Monday, May. 11, 1953

Better Days

U.S.-Brazilian relations were rolling more smoothly than at any time since the years of World War II alliance. On the same day last week, in capitals 4,800 miles apart, Brazilians and Americans sat down to wind up long-pending business that would bind the New World's two biggest republics closer together.

In Rio, Brazil's Senate voted final approval, 40 to 8, of the Bilateral Military Assistance pact. Brazil agreed to supply strategic materials to the U.S.; in return, the U.S. will provide Brazil with technical military assistance and training equipment. The pact, similar to others signed with Chile, Cuba, Peru, Ecuador, Colombia, Uruguay and the Dominican Republic, had long been blocked and bitterly attacked by Communists and extreme nationalists as a slur on Brazil's "sovereignty." To preside over the joint Brazilian-U.S. military commission, President Vargas appointed Brigadier Eduardo Gomes, his 1950 election opponent.

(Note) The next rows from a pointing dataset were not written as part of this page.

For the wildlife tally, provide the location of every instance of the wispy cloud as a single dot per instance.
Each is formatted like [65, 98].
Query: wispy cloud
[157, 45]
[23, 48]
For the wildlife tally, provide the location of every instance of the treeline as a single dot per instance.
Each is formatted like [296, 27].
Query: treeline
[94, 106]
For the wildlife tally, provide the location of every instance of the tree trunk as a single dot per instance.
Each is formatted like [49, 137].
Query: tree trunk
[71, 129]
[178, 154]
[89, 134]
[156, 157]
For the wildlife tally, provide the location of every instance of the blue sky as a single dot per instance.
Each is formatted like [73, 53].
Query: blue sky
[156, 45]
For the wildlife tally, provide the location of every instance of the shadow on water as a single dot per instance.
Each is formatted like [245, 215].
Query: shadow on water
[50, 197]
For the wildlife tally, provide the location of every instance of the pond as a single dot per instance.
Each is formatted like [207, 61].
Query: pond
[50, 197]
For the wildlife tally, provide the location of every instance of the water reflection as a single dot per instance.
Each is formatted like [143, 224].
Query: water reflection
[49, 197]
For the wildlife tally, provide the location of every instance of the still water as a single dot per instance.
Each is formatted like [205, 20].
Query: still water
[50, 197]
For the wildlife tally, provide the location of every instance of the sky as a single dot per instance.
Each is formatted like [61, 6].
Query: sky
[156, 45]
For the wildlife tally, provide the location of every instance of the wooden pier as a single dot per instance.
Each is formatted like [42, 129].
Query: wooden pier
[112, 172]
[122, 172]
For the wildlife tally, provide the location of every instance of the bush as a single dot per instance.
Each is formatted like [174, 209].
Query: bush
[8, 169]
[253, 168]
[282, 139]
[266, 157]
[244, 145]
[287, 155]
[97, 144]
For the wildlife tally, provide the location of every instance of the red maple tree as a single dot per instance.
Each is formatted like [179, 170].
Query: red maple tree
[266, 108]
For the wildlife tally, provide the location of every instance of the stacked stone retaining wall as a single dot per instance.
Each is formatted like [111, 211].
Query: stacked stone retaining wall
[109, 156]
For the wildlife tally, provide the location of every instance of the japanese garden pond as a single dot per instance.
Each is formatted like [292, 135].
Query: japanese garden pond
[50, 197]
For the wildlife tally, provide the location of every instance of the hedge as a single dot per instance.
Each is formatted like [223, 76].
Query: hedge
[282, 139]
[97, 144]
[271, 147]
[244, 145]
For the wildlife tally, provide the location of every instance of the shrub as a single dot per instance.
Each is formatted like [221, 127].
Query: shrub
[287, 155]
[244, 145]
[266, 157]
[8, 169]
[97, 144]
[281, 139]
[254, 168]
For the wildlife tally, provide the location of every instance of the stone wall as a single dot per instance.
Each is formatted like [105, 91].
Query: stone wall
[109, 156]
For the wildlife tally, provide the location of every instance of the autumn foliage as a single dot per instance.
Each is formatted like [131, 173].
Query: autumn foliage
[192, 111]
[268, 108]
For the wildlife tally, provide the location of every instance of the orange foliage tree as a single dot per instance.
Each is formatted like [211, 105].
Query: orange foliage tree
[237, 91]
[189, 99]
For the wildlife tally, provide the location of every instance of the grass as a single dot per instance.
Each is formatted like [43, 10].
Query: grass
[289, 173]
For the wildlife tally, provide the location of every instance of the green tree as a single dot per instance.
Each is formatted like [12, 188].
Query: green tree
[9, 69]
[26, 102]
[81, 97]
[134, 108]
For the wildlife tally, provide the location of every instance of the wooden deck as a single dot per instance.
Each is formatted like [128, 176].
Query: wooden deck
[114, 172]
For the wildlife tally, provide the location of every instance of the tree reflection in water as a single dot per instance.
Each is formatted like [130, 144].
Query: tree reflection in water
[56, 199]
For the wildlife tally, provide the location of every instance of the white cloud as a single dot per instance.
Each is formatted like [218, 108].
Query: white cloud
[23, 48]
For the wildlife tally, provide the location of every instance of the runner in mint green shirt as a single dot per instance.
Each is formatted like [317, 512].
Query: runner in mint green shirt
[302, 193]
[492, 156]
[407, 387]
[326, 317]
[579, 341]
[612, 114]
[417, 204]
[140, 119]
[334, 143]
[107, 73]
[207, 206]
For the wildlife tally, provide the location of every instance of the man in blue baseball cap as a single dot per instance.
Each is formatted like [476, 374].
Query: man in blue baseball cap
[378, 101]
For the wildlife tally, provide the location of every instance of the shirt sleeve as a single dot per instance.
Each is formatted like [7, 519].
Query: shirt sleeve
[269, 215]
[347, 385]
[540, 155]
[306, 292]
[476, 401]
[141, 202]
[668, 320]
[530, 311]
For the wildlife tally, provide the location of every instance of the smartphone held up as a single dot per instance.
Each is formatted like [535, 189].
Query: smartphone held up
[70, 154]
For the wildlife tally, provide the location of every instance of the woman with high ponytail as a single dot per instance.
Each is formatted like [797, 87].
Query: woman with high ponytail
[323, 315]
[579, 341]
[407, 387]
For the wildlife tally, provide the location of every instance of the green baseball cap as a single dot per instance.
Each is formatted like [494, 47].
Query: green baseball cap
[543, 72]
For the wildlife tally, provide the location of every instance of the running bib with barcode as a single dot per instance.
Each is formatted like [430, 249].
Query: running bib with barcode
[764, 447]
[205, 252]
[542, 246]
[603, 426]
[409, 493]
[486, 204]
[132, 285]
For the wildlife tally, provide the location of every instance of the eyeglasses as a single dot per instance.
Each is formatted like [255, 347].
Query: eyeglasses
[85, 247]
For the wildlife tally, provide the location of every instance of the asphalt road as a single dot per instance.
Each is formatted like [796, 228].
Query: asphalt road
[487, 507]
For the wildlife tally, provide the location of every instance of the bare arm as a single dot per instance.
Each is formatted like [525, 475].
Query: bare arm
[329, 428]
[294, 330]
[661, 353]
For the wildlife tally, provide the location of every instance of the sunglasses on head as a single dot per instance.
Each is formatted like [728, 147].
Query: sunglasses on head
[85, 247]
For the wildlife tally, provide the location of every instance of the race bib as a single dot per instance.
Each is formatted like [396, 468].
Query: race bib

In Washington, a Bank of Brazil agent signed the $300 million U.S. loan granted by decision of President Eisenhower just before Brazil partially devalued "its currency last February. As finally negotiated, the loan is to be guaranteed jointly by the bank and the Brazilian Treasury, and will be repaid in monthly installments over a three-year period. For U.S. exporters, who have had to wait up to nine months for payments during Brazil's dollar crisis, the government's promise to pay off the entire $423 million backlog by July i--and to carry on thereafter on a pay-as-you-go basis--was welcome news.